Saturated fat gets most of the attention, but refined carbohydrates also worsen your cholesterol profile, just through a different path. High sugar intake, particularly from sweetened drinks, candy, pastries, and white bread, triggers the liver to produce more triglycerides and shifts your LDL particles from large, buoyant ones to small, dense ones. Small, dense LDL particles are more likely to embed in artery walls and drive plaque formation, making them more dangerous than their larger counterparts even at the same total LDL number.

Research on patients with type 2 diabetes showed that a very low carbohydrate diet reduced small dense LDL particles by about 23% and very small LDL particles by nearly 7% over two years, while increasing the proportion of large, less harmful LDL particles by 29%. You don’t need to go that extreme to see benefits. Cutting back on soda, fruit juice, white rice, white bread, and sugary cereals, and replacing them with whole grains, vegetables, and legumes, can shift your LDL particle profile in the right direction.

Baked Goods and Fried Foods

Commercially baked goods like croissants, doughnuts, muffins, pies, and cookies combine multiple LDL-raising ingredients in a single product: butter or shortening (saturated fat), sugar (refined carbs), and sometimes tropical oils. A single large bakery muffin can contain 5 to 8 grams of saturated fat plus 30 or more grams of sugar. These are among the most calorie-dense, nutrient-poor foods you can eat, and they hit both the saturated fat and refined carb pathways for raising LDL.

Fried foods present a similar problem. Deep-frying adds significant amounts of oil to whatever is being cooked. French fries, fried chicken, onion rings, and doughnuts absorb fat during cooking, and the type of oil used matters. Many restaurants still fry in palm oil or other high-saturated-fat blends. Even when fried in a healthier oil, the sheer volume of fat absorbed during frying increases total calorie and fat intake substantially. Baking, grilling, or air-frying are better preparation methods when lowering LDL is a priority.

Dietary Cholesterol: A Smaller Factor

For decades, foods high in dietary cholesterol (egg yolks, shrimp, organ meats) were considered primary villains. The science has shifted. Controlled trials show that for every 100 milligrams of dietary cholesterol consumed per day, LDL rises by only about 2 mg/dL on average. That’s a modest effect for most people. One large egg yolk contains roughly 186 milligrams of cholesterol, so the average person might see a 3 to 4 mg/dL increase from eating one egg daily.

The caveat: individual responses vary widely.
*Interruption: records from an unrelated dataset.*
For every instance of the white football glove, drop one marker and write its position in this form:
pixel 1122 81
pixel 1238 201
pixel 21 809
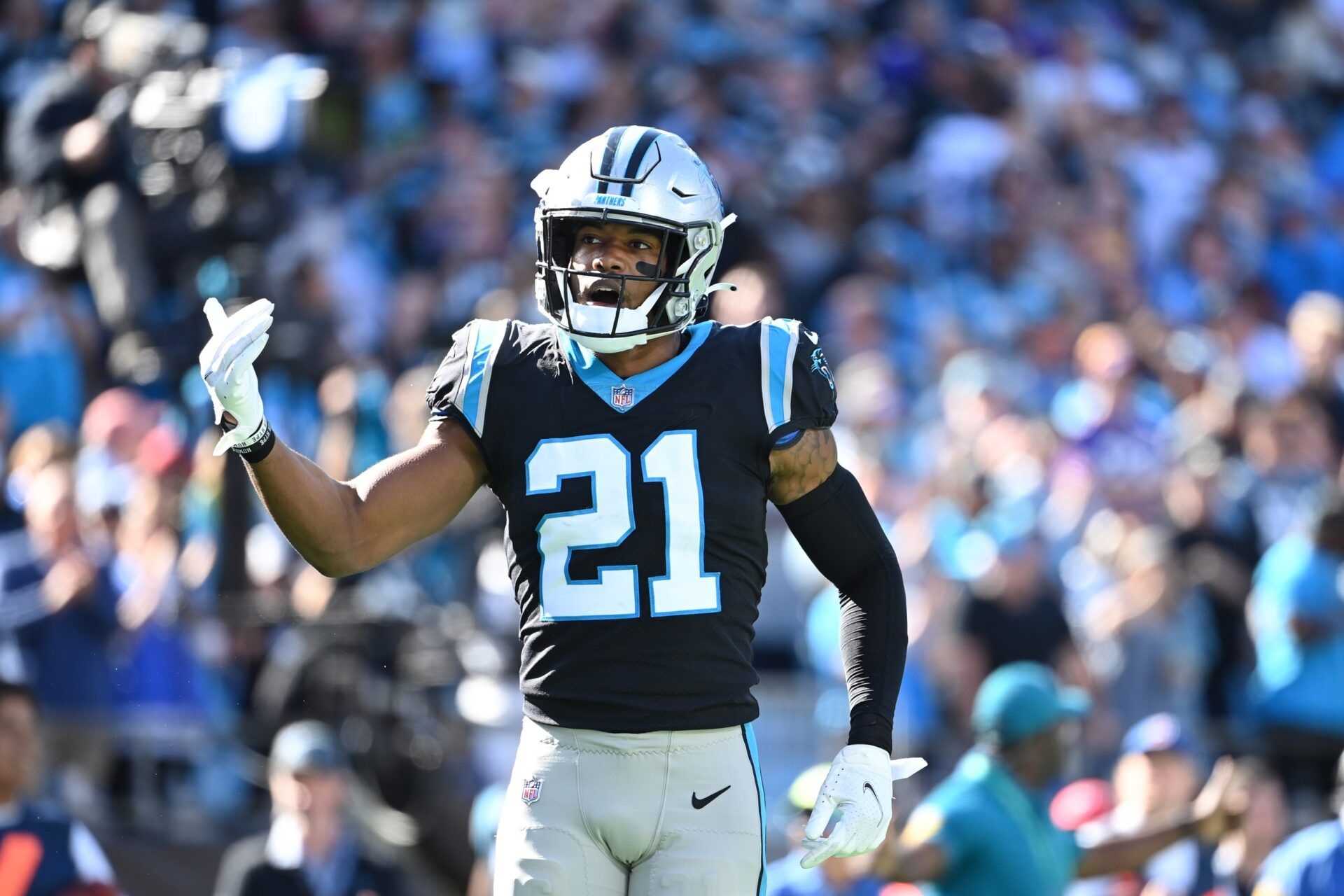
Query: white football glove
pixel 859 785
pixel 226 365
Some people are “hyper-responders” whose LDL reacts much more sharply to dietary cholesterol. There’s currently no inexpensive test to determine which category you fall into. If your LDL is already elevated, it’s reasonable to moderate your intake of high-cholesterol foods while focusing your primary effort on reducing saturated fat, which has a much larger effect on LDL for most people.

How to Read Labels for LDL-Raising Fats

The Nutrition Facts panel lists saturated fat in grams and as a percentage of the Daily Value (%DV). The FDA’s general rule: 5% DV or less per serving is considered low, and 20% DV or more is considered high. For saturated fat, the Daily Value is set at 20 grams. So a food with 4 grams of saturated fat per serving (20% DV) is already a high-saturated-fat food. Look for products that stay at or below 5% DV for saturated fat per serving.

Pay attention to serving sizes. A bag of chips might list 2 grams of saturated fat per serving, but if the serving size is 10 chips and you eat 30, you’ve tripled your intake. Scan the ingredient list for coconut oil, palm oil, palm kernel oil, and any “partially hydrogenated” oils. These are the hidden sources that don’t always stand out on the front of the package.